Questions fréquentes
Que signifie “Intelligence Artificielle physique” et en quoi diffère-t-elle d’un chatbot ?
Il s’agit de systèmes et modèles qui, au-delà de comprendre le langage, peuvent interpréter leur environnement (vision), raisonner sur ce qu’ils perçoivent, et agir dans le monde physique via des robots et capteurs, souvent en s’appuyant sur la simulation et des données synthétiques.
Quelle est la valeur d’un modèle VLA comme Isaac GR00T comparé à un LLM traditionnel ?
Un VLA (vision-langage-action) connecte perception (vision), instructions (langage) et exécution (action), permettant de traduire ce que le robot voit et comprend en mouvements et contrôle physique, ce qui est particulièrement critique pour les humanoïdes.
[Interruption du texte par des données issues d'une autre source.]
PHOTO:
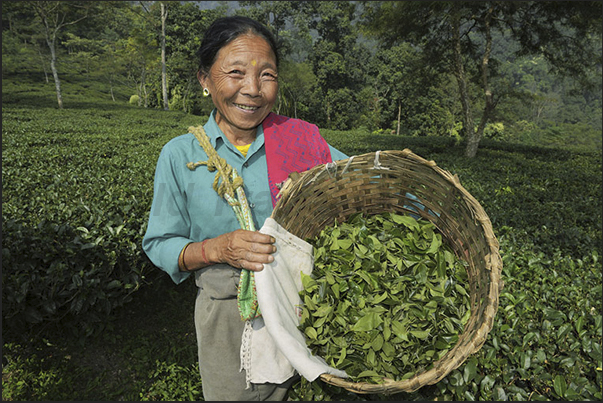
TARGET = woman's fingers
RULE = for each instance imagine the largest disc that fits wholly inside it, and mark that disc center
(248, 249)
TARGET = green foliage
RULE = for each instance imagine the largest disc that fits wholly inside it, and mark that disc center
(544, 203)
(387, 297)
(75, 201)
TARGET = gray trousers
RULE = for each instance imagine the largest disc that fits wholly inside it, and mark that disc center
(219, 330)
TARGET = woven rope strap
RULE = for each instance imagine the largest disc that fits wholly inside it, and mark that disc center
(229, 185)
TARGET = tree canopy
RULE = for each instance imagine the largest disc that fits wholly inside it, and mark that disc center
(466, 69)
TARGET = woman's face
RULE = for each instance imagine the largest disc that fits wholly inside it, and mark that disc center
(243, 85)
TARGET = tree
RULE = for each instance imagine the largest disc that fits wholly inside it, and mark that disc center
(164, 89)
(55, 16)
(458, 36)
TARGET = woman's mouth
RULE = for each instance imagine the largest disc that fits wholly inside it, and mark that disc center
(247, 107)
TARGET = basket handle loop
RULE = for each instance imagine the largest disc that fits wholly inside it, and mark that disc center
(377, 164)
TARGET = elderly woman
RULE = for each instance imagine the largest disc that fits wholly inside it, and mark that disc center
(191, 229)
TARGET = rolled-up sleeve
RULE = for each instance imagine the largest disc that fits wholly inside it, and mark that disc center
(168, 229)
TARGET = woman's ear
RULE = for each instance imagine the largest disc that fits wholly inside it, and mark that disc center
(202, 78)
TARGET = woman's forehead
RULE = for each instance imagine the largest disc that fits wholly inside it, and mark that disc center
(247, 48)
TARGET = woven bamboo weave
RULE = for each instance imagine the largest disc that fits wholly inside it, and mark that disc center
(405, 183)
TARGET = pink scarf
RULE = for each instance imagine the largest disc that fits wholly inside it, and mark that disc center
(292, 145)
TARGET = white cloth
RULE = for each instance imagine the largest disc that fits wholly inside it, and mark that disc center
(273, 347)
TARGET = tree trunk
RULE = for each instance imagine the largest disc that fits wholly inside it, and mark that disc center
(399, 114)
(459, 73)
(43, 63)
(166, 105)
(489, 106)
(55, 73)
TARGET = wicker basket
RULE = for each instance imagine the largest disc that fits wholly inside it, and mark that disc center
(386, 181)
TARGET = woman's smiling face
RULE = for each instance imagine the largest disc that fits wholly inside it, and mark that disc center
(243, 86)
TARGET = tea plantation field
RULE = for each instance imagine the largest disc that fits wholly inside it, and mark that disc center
(86, 316)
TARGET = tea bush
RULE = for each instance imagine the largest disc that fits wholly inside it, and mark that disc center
(76, 191)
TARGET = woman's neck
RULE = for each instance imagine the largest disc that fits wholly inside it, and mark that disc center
(236, 136)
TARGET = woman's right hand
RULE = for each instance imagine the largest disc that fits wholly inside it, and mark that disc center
(240, 248)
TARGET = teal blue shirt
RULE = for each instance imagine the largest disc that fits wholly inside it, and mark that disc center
(187, 209)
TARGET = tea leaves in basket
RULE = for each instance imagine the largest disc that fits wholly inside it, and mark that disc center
(386, 297)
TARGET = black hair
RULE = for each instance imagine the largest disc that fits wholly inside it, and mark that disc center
(223, 31)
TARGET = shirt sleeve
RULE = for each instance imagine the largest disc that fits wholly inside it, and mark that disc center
(168, 229)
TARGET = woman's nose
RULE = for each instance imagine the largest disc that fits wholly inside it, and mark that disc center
(252, 86)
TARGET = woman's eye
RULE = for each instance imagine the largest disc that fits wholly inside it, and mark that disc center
(270, 76)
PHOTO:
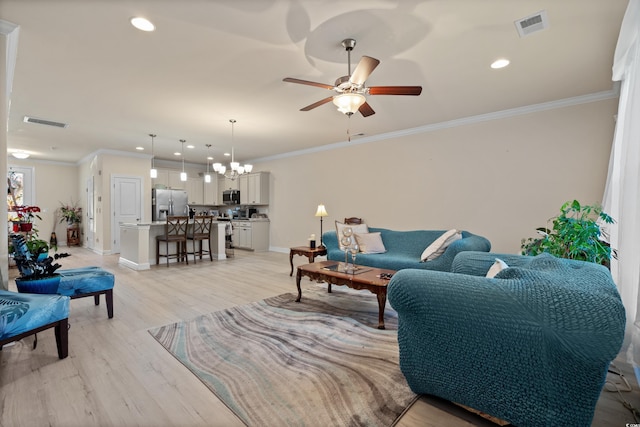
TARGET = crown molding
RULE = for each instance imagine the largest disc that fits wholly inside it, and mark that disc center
(465, 121)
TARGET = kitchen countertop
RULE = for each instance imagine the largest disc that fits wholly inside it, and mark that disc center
(140, 224)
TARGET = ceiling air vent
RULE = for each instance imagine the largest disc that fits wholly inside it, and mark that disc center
(532, 24)
(28, 119)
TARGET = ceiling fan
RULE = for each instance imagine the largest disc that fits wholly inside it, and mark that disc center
(350, 89)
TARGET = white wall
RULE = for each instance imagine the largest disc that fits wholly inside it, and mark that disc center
(500, 179)
(55, 183)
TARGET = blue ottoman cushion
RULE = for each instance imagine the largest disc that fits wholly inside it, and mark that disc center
(20, 313)
(87, 280)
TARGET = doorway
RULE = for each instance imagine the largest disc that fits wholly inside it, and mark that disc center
(126, 200)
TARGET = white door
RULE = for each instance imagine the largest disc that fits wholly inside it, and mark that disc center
(126, 199)
(90, 215)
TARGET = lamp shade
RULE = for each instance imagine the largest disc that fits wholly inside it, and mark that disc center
(321, 211)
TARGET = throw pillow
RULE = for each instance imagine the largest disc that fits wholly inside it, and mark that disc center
(437, 248)
(370, 243)
(357, 228)
(496, 268)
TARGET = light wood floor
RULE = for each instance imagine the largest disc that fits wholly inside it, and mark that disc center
(118, 375)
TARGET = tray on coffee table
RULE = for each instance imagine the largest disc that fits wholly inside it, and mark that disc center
(363, 277)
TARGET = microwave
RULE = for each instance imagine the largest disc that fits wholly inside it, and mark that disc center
(231, 197)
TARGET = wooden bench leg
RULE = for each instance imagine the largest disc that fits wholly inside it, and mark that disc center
(62, 338)
(109, 298)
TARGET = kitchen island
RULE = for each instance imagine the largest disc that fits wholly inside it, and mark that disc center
(138, 243)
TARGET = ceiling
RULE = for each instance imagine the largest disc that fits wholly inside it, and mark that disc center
(82, 63)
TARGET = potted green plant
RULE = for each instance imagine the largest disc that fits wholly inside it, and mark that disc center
(37, 274)
(26, 215)
(575, 234)
(72, 214)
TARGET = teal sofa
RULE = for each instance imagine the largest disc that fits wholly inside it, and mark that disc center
(22, 315)
(530, 346)
(405, 247)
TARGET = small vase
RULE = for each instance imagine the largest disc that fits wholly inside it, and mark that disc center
(46, 285)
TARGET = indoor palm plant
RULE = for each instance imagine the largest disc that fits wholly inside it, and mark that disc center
(26, 215)
(37, 274)
(575, 233)
(72, 214)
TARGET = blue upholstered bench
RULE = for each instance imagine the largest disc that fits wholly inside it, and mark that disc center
(22, 315)
(86, 282)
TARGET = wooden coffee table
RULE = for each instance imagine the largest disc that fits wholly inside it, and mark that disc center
(364, 278)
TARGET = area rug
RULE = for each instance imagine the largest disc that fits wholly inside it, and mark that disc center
(319, 362)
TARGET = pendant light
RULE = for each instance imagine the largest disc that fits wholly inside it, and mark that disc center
(207, 177)
(183, 174)
(235, 169)
(154, 171)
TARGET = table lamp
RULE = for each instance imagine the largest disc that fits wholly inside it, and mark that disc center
(321, 212)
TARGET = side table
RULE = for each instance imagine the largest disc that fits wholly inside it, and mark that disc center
(310, 253)
(73, 236)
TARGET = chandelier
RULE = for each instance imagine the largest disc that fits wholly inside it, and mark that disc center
(235, 169)
(153, 172)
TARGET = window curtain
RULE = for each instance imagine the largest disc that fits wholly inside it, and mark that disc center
(622, 193)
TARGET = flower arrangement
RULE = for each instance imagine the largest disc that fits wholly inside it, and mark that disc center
(27, 213)
(72, 214)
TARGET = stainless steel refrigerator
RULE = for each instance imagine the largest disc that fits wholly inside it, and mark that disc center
(168, 202)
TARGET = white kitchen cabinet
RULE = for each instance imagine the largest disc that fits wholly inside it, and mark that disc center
(162, 179)
(210, 191)
(195, 190)
(174, 181)
(251, 235)
(226, 184)
(254, 189)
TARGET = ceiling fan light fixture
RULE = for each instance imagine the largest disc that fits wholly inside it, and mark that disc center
(500, 63)
(20, 155)
(143, 24)
(349, 103)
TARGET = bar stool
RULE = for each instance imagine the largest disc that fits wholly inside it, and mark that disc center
(200, 231)
(175, 231)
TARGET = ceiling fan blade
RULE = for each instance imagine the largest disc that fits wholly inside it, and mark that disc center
(306, 82)
(317, 104)
(395, 90)
(366, 110)
(364, 68)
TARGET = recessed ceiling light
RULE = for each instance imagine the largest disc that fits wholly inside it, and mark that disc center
(142, 24)
(20, 154)
(500, 63)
Dans quels cas le module Jetson T4000 est-il pertinent en robotique et edge computing ?
Il est adapté aux robots et systèmes autonomes nécessitant une inference locale avec des contraintes d’énergie et de chaleur (automatisation industrielle, robots mobiles, vision en temps réel), où le déploiement en cloud n’est pas envisageable pour des raisons de latence, de connectivité ou de confidentialité.
Comment l’intégration avec Hugging Face LeRobot bénéficie-t-elle aux petites équipes et startups ?
Elle facilite la réutilisation d’outils, d’environnements et de flux d’évaluation déjà dédiés à l’écosystème open source, réduisant le temps de configuration et rendant l’expérimentation et le benchmarking plus accessibles.